Quizá la marca más notoria es la incapacidad de quien representa a la nación de explicar las acusaciones que se encaraman –una semana sí y otra también– sobre ellos. Boluarte, al igual que Castillo, ha preferido el silencio. En lugar de razones, ha colocado a un vocero oficial, Fredy Hinojosa (saltándose, en el camino, a su propio titular de la Presidencia del Consejo de Ministros, Gustavo Adrianzén, sobre quien debería recaer tal función). Los presuntos delitos por explicar incluyen el uso de la fuerza del Ejecutivo para entorpecer investigaciones que tocan directamente a la presidencia o a su círculo más íntimo.
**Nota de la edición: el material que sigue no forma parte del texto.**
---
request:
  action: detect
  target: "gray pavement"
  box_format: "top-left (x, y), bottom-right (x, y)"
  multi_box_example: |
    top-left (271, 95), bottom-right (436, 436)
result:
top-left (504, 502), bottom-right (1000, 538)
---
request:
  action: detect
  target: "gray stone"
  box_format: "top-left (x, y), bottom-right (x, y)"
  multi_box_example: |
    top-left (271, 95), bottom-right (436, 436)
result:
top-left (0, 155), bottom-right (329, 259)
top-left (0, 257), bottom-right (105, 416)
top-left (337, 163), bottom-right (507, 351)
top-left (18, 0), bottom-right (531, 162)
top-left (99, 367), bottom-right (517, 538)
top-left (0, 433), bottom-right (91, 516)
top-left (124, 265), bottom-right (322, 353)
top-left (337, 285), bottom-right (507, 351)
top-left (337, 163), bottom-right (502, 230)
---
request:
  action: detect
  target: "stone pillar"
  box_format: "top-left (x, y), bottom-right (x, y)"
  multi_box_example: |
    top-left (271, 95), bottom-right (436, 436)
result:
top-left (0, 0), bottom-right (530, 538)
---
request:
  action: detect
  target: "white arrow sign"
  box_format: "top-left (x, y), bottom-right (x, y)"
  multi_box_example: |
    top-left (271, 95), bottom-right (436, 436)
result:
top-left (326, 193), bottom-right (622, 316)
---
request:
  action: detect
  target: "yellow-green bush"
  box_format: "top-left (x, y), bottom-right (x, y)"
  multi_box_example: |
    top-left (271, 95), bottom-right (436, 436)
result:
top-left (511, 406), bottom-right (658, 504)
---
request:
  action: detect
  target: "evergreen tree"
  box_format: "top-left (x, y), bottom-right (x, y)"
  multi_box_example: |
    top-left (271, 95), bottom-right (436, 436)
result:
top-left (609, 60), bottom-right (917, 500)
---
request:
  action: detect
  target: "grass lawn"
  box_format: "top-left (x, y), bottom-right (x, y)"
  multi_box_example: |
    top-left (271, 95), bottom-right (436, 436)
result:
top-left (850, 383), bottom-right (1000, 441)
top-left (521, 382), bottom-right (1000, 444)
Encubrimientos de cuñada o de hermano cuentan igual.
El desplome de la popularidad de la presidenta Boluarte tiene varios factores (con 7% de aprobación en abril, ostenta la cifra más baja para un presidente en 20 años), y uno de ellos es la repetición del libreto de víctima que heredó de Castillo. La experiencia previa no sirvió para aprender de los errores, sino para repetirlos. De hecho, por lo menos frente a la opinión pública, Boluarte parece haber abdicado ya a la posibilidad de redimirse: de ahí su negativa a cualquier entrevista y su selección de un vocero que le evita la impertinencia de preguntas incómodas. La legitimidad que podía haber ganado por simplemente suceder a un gobernante como Castillo la ha dilapidado. El daño que con esto le hace Boluarte al resto de su equipo y a sus proyecciones de política pública es incalculable.
Boluarte, al fin y al cabo, es la continuación del gobierno de Perú Libre. Ninguna alianza implícita o explícita con el Congreso o con otras fuerzas políticas podrá cambiar ese hecho. Las elecciones tienen consecuencias, y estas se reflejan hoy en la turbiedad de los dos gobiernos sucesivos, en el incremento de la pobreza y en la perversión de los sistemas institucionales. El país que nos dejará Perú Libre en el 2026 será uno aún más débil que aquel que encontró tres años atrás.